Imagine a medical test that's 99% accurate for detecting a rare disease that affects 1 in 10,000 people. If you test positive, what are the chances you actually have the disease? Most people guess 99%. The real answer is about 1%. Here's why: out of 10,000 people tested, the test correctly identifies the 1 person who has the disease. But it also gives false positives to about 100 healthy people (1% of 9,999). So out of 101 positive results, only 1 person actually has the disease.
This isn't just a math puzzle. It has real implications for medical screening, criminal justice, and security systems. Whenever a test or claim involves something rare, always consider the base rate.
Mistake 5: Percentage Points vs. Percentages
This is a subtle but important distinction that trips up even experienced professionals. A "percentage point" change and a "percent" change are very different things.
Suppose an interest rate rises from 2% to 3%. You could describe this two ways. "The rate increased by 1 percentage point" (from 2% to 3%). Or "The rate increased by 50%" (because 1 is 50% of 2). Both statements are true, but they give completely different impressions. A politician wanting to downplay the change says "just one percentage point." An opponent wanting to dramatize it says "a 50% increase." Same data, different framing.
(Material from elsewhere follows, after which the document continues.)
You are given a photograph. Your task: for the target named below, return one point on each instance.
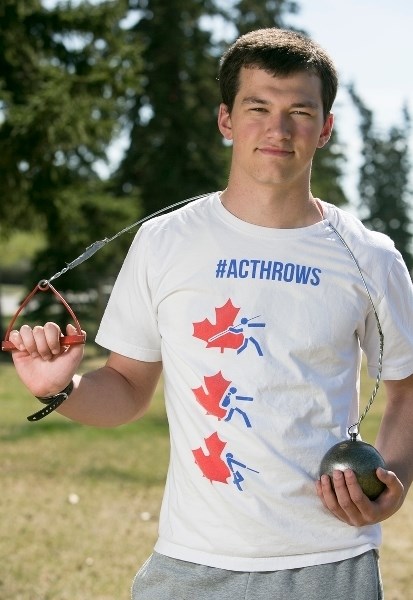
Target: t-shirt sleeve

When you hear a claim using percentages, pause and ask: percentage of what? Is it percentage points (an absolute difference) or a percentage change (a relative difference)?
Mistake 6: Averages That Hide the Story
An average can paint a misleading picture when the underlying data is unevenly spread. If nine people in a room earn $50,000 a year and one person earns $5 million, the average income is $545,000. That number describes nobody in the room accurately.
When someone reports "the average," ask which average they mean (mean, median, or mode), and whether the data might be skewed by extreme values. For income, home prices, and many other real-world measurements, the median (middle value) is usually more informative than the mean (arithmetic average).
Spotting These Mistakes in the Wild
You now have a mental toolkit for catching the most common statistical errors. Here's a quick reference:
- Two things happening together doesn't mean one causes the other.
- Look for the data that's missing, not just the data that's shown.
- Be skeptical of findings from very small studies.
- When something is rare, positive results are often wrong.
- Check whether "percent" means percentage points or a relative change.
- Ask which kind of average is being used and whether extremes might distort it.
Statistical mistakes are easy to make and easy to miss. The most important ones to watch for are confusing correlation with causation, cherry-picking data that supports a conclusion, drawing big conclusions from small samples, ignoring how rare something is, and mixing up percentage points with percentages. You don't need to be a math expert to catch these. Just slow down and ask a few critical questions before accepting a claim.